Oscilações do preço do petróleo encolhe saldo comercial de Angola em 42%
A balança comercial do país sofreu uma queda abrupta de 42% em Julho, recuando para os 923 mil milhões de kwanzas devido à oscilação do preço do petróleo bruto, numa altura em que as importações do país continuam a ser lideradas por máquinas, combustíveis refinados e bens alimentares, revelam os dados mais recentes do Instituto Nacional de Estatística (INE).
De acordo com o documento do INE denominado Estatísticas do Comércio Externo, Julho de 2026, a que o Valor Económico teve acesso, estes resultados tiveram como influência o preço médio do petróleo bruto, o principal recurso de exportação de Angola.

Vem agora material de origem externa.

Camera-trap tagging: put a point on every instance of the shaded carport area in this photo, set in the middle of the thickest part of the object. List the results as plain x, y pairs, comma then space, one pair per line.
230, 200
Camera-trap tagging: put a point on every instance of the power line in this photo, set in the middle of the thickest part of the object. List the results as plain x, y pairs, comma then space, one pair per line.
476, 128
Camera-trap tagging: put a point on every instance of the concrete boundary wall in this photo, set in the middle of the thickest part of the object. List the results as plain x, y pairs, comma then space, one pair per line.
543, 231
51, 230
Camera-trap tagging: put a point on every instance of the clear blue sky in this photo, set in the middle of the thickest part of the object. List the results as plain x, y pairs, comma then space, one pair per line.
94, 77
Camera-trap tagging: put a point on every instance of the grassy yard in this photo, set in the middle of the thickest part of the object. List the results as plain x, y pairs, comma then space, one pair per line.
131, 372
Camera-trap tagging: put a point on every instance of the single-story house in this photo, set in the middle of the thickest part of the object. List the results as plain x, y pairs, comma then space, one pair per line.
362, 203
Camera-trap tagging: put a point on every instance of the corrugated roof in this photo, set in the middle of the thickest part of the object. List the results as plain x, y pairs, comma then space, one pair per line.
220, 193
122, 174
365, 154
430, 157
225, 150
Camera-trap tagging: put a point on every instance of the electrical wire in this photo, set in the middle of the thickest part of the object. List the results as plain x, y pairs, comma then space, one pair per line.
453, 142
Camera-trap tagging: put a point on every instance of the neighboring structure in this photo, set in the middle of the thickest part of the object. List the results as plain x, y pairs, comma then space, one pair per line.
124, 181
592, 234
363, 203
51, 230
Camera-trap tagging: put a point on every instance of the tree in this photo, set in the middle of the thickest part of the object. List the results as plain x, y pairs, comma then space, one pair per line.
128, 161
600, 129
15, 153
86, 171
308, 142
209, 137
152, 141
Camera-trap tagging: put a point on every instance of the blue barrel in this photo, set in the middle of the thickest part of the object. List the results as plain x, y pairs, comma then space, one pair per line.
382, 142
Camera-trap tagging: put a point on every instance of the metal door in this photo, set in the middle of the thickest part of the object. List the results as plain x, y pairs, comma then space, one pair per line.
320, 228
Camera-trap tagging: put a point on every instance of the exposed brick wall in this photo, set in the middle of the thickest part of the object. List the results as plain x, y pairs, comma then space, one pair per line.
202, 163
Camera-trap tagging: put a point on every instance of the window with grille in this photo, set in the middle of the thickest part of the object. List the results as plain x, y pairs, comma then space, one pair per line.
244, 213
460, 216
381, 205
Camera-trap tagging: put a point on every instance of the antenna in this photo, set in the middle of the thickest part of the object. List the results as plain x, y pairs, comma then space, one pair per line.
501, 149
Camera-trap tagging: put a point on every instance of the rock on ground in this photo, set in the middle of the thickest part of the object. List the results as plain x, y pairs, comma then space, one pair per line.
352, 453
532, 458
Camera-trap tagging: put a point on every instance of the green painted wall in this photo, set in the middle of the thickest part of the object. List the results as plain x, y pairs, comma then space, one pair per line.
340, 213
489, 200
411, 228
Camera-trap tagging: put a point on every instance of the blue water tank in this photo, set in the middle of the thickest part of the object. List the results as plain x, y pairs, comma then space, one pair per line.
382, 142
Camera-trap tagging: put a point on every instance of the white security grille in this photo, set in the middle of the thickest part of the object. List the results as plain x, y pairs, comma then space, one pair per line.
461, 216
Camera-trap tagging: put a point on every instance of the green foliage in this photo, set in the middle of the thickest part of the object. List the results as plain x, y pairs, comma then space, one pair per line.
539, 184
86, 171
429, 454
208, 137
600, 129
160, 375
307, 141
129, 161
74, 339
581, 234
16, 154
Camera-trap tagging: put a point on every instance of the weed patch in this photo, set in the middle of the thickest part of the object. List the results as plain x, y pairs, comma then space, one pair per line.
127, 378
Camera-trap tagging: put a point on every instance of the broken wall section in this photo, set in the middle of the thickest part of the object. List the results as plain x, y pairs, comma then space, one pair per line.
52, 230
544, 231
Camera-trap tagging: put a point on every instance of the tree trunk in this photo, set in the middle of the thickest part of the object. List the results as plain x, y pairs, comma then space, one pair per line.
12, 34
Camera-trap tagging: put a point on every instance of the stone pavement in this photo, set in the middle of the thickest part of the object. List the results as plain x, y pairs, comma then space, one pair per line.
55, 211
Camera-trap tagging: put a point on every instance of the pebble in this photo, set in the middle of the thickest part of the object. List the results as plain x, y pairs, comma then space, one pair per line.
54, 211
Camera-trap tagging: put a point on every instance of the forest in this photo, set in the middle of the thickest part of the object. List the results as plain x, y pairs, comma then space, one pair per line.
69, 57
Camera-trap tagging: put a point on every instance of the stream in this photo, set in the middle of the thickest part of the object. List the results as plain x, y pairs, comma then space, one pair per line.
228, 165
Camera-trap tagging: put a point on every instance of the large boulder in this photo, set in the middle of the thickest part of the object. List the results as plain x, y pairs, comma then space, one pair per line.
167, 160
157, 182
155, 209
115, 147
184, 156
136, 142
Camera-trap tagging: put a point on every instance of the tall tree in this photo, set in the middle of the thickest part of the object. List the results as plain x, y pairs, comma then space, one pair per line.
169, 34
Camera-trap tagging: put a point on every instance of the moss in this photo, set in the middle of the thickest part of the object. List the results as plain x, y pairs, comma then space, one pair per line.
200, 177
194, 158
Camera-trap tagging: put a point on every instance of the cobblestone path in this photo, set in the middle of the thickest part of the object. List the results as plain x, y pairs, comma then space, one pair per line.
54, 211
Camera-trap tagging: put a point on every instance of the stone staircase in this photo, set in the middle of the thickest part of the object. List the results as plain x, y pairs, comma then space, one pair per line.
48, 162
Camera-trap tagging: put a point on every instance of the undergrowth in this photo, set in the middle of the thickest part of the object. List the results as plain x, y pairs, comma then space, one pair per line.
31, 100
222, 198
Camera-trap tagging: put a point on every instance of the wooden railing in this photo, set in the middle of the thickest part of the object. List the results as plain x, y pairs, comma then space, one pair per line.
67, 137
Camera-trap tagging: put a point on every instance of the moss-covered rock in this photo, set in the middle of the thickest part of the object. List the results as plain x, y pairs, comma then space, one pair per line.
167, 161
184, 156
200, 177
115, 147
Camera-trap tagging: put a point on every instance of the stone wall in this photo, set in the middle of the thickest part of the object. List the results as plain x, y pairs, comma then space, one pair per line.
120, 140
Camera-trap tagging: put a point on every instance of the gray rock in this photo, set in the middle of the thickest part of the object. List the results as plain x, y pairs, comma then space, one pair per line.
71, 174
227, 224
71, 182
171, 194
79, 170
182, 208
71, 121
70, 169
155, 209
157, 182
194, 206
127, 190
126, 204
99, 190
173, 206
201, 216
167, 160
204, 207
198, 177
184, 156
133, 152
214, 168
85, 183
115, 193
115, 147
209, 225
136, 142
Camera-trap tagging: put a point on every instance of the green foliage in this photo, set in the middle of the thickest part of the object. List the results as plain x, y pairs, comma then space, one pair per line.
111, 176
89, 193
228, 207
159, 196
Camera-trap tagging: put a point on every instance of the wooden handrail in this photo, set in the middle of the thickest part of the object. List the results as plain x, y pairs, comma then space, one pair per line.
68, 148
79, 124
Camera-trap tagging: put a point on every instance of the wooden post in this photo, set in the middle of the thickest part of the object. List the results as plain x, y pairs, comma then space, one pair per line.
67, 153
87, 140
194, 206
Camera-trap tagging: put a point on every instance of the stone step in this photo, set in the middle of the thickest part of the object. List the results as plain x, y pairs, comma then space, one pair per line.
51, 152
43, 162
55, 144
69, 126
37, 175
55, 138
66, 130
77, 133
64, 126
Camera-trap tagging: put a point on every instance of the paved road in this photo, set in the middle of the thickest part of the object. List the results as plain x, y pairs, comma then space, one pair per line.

A instituição ligada às estatísticas do país refere que, em Julho, Angola registou uma diminuição de 3,3% nas exportações de bens e um aumento de 26,8% nas importações de bens, comparativamente ao período homólogo. Já em relação a Junho, assistiu-se a uma considerável diminuição em ambas as operações, com as exportações a descerem 22,9% e as importações a fixarem-se nos 2,9%. A China (30,6%), a Índia (13,6%), a Itália (9,9%), a Espanha (5,8%) e o único país africano na lista, a Nigéria (5,6%), comandaram o top 5 dos principais países de destino das exportações de bens de origem nacional durante o período em análise.
Sem qualquer novidade, continuam a encabeçar a lista dos produtos exportados o sector dos petróleos, combustíveis e gás, com mais de 89,9%, e o das pérolas, pedras e metais, com 6%. Nas importações, lideram as máquinas e aparelhos, com 20%, os petróleos, combustíveis e gás, com 19,2%, e os produtos alimentares, com 11%.